According to an interview with Pitchfork though, the process of making the album was less than organized or unified. Casablancas, reportedly tired of being the creative decision maker, and distanced himself from the band by sending in his vocals electronically and communicating with the band largely by email. Valensi, also a guitar player for the band, described the process as “awful.” Nevertheless, any strain exhibited in making “Angles” isn’t obvious when listening to the album.
Right out of the gates, “Machu Pichu” opens with classic Strokes guitar picking, pairing it with a new wave groove that is new to the band’s sound. A few things are clearly different from past albums almost immediately: Casablancas’ vocal range has expanded, experimentation with layering guitars adds depth to songs and there is a definite feel of collaboration not previously felt before. The opening track is filled with fuzzy guitar riffing and an ever so subtle addition of hand percussion mixed low in the background. The Strokes seem reinvigorated, with new ideas ready to share with listeners.
The album’s first single, “Under Cover of Darkness,” is more reminiscent of jingly, ‘60s style pop music as a coating of guitars call and respond to one another, intricately weaving to create undeniably catchy, seemingly effortless verses and chorus. The bridge features a clean, precise, standard guitar solo reminiscent of their first two classic albums, “Is This It” and “Room on Fire.” It’s an excellent choice for their first single in five years.
“Games,” the album’s sixth track slows the pace down considerably, reducing the energy to moody, guitar-led balladry. Casablancas uses this platform to show off the versatility in his voice, offering up a much broader range than ever before heard on a Strokes album. The drawback of this new discovery is of course the absence of challenging guitar work that makes it possible to focus solely on vocals. The song interests, but doesn’t excite like The Strokes are normally capable of doing.
For those hoping The Strokes would make a drastic change (which probably wasn’t many), they will have to look elsewhere.
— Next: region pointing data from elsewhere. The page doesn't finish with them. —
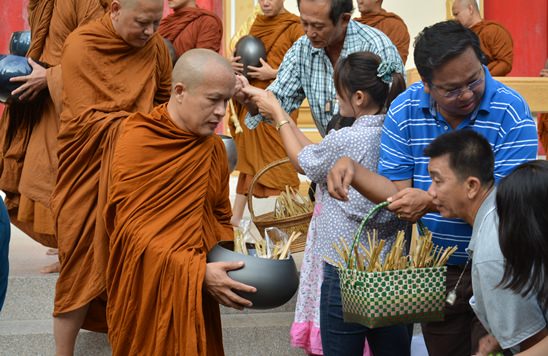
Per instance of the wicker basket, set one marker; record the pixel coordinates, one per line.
(298, 223)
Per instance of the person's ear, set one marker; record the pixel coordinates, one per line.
(180, 91)
(360, 98)
(426, 85)
(115, 9)
(473, 187)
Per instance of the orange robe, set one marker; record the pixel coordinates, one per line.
(167, 207)
(263, 145)
(497, 45)
(104, 79)
(391, 25)
(192, 27)
(30, 177)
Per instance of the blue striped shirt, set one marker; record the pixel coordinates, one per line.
(502, 117)
(307, 72)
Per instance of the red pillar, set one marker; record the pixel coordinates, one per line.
(527, 22)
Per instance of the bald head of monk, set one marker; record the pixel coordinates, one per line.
(136, 21)
(178, 4)
(466, 12)
(369, 6)
(202, 83)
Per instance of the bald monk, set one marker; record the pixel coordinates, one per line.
(111, 67)
(495, 41)
(191, 27)
(372, 14)
(168, 205)
(278, 29)
(29, 132)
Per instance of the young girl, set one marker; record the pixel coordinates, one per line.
(365, 87)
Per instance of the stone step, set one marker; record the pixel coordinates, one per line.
(245, 334)
(30, 297)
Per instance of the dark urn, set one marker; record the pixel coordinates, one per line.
(250, 49)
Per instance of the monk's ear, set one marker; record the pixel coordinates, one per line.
(426, 85)
(180, 90)
(115, 9)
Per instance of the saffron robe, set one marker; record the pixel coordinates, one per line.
(104, 79)
(30, 161)
(497, 45)
(391, 25)
(168, 205)
(192, 27)
(263, 145)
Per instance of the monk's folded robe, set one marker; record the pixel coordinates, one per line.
(263, 145)
(30, 159)
(168, 205)
(391, 25)
(497, 45)
(192, 27)
(104, 79)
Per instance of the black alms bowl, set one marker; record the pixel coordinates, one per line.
(20, 43)
(250, 48)
(11, 66)
(276, 280)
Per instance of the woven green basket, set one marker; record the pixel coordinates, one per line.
(376, 299)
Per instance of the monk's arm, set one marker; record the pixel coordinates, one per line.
(210, 34)
(502, 50)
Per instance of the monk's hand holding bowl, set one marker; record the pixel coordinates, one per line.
(264, 72)
(221, 286)
(33, 83)
(236, 65)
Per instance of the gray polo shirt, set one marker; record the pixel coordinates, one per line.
(508, 316)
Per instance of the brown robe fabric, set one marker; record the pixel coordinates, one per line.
(30, 165)
(497, 45)
(263, 145)
(391, 25)
(167, 207)
(104, 79)
(192, 27)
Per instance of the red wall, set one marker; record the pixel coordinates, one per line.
(527, 22)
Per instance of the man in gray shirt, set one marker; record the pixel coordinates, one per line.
(461, 167)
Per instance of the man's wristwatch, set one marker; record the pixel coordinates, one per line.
(281, 123)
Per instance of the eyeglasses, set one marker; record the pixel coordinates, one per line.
(453, 94)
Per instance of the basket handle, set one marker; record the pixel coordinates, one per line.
(256, 178)
(420, 226)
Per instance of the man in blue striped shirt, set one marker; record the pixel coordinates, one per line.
(307, 68)
(457, 92)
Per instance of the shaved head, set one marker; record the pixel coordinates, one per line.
(466, 12)
(197, 65)
(203, 83)
(465, 3)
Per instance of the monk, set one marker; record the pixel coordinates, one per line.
(168, 205)
(113, 66)
(191, 27)
(372, 14)
(543, 119)
(278, 29)
(29, 129)
(495, 41)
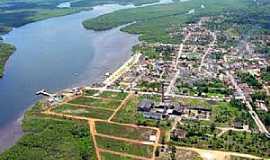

For fans hoping to see the band return to the sound established on their first two albums before misfiring with “First Impressions,” there will be signs of encouragement as “Angles” sounds more like it should be their third album and not their fourth.
It’s clear still that after years apart and tension in learning how to collaborate with each other, if The Strokes can figure things out, they’ll produce an even better album than “Angles.”